Unnamed: 0_level_0,a100011label,a100010labeledextractname,a100000samplename
a100015hybridizationassayname,Unnamed: 1_level_1,Unnamed: 2_level_1,Unnamed: 3_level_1
GSM458594,biotin,GSM458594,Mmus_C57-6T_TMS_FLT_Rep1
GSM458595,biotin,GSM458595,Mmus_C57-6T_TMS_FLT_Rep2
GSM458596,biotin,GSM458596,Mmus_C57-6T_TMS_FLT_Rep3
GSM458597,biotin,GSM458597,Mmus_C57-6T_TMS_FLT_Rep4


Of course, we can use iterrows on whatever subset we get, because it's a dataframe:

In [21]:
raw_plots = assay.metadata.loc[
    assay.factors=="Space Flight",
    ["Sample Name"]
]

for name, row in raw_plots.iterrows():
    print(name, row.iloc[0], sep=": ")

GSM458594: Mmus_C57-6T_TMS_FLT_Rep1
GSM458595: Mmus_C57-6T_TMS_FLT_Rep2
GSM458596: Mmus_C57-6T_TMS_FLT_Rep3
GSM458597: Mmus_C57-6T_TMS_FLT_Rep4


The above is not very useful, because indexing like this **has** to produce a DataFrame with columns as internal values, but what if I told you we could also iterate over the rows of the entire metadata:

In [22]:
for name, row in assay.metadata.iterrows():
    print(name, row["Sample Name"], sep=": ")

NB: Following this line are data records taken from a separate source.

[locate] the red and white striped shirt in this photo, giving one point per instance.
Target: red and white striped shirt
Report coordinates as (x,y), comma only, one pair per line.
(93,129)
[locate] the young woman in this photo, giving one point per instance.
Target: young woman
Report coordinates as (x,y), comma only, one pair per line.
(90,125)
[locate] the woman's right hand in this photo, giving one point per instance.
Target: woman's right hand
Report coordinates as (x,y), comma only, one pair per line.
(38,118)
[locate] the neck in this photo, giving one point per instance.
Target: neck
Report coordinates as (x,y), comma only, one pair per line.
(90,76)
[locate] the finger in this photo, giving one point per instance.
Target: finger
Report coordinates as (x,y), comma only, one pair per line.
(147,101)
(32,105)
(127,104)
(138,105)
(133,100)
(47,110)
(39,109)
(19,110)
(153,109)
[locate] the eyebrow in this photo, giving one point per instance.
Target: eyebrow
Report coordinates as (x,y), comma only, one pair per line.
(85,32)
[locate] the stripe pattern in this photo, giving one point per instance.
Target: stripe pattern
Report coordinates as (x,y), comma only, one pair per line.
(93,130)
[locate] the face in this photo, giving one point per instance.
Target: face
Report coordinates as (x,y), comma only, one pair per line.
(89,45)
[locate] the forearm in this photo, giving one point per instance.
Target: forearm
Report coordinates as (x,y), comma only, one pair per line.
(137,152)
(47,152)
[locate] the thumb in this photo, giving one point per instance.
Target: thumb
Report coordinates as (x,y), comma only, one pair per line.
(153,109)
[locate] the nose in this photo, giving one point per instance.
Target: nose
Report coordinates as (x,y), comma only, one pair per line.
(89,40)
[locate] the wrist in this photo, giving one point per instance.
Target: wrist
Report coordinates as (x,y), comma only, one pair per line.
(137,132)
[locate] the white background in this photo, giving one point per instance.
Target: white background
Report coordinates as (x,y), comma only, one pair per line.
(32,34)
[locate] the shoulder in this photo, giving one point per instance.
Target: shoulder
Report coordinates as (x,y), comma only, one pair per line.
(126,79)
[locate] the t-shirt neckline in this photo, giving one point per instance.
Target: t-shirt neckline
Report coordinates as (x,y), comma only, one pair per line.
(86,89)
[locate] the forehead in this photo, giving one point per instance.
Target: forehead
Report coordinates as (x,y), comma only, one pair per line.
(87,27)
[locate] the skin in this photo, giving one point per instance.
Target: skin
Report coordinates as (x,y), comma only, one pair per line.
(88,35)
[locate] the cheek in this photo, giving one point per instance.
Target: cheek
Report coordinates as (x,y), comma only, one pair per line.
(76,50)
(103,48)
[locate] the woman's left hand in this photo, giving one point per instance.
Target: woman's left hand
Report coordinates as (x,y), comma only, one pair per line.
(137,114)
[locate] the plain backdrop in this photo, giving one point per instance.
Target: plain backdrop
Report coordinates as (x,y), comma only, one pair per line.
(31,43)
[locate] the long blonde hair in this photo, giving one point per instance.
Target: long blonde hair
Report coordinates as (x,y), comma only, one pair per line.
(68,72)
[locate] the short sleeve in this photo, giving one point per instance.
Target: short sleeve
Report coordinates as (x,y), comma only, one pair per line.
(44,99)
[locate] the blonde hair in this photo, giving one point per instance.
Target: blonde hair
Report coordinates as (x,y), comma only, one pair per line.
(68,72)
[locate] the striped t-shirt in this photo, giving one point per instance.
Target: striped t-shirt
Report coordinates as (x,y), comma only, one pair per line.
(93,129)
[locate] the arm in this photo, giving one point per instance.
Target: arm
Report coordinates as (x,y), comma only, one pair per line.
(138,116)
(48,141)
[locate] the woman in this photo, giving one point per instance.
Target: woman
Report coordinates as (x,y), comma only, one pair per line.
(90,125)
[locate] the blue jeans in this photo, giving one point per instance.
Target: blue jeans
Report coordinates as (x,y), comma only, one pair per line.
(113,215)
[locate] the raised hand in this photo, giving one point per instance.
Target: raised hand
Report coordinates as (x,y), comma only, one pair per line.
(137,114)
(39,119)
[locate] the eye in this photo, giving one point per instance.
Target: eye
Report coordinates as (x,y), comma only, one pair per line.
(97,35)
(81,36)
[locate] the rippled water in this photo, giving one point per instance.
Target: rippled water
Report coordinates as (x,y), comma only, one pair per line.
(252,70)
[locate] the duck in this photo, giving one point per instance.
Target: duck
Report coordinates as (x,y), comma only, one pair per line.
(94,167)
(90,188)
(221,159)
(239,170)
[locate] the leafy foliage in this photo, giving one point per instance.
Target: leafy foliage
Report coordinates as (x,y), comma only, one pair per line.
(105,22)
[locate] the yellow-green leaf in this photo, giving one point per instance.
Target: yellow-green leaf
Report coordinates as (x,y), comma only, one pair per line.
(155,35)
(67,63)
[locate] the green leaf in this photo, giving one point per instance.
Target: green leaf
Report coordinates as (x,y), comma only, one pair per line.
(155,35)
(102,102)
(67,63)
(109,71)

GSM458594: Mmus_C57-6T_TMS_FLT_Rep1
GSM458595: Mmus_C57-6T_TMS_FLT_Rep2
GSM458596: Mmus_C57-6T_TMS_FLT_Rep3
GSM458597: Mmus_C57-6T_TMS_FLT_Rep4
GSM458598: Mmus_C57-6T_TMS_GC_Rep1
GSM458599: Mmus_C57-6T_TMS_GC_Rep2
GSM458600: Mmus_C57-6T_TMS_GC_Rep3
GSM458601: Mmus_C57-6T_TMS_GC_Rep4


In the future, I may reimplement indexing by a boolean condition (such as `assay.metadata[assay.factors=="Ground Control"]`) so that it produces a metadata-like object, and not just a DataFrame, so it can also be iterrow-ed gracefully... Assuming this is something we might need.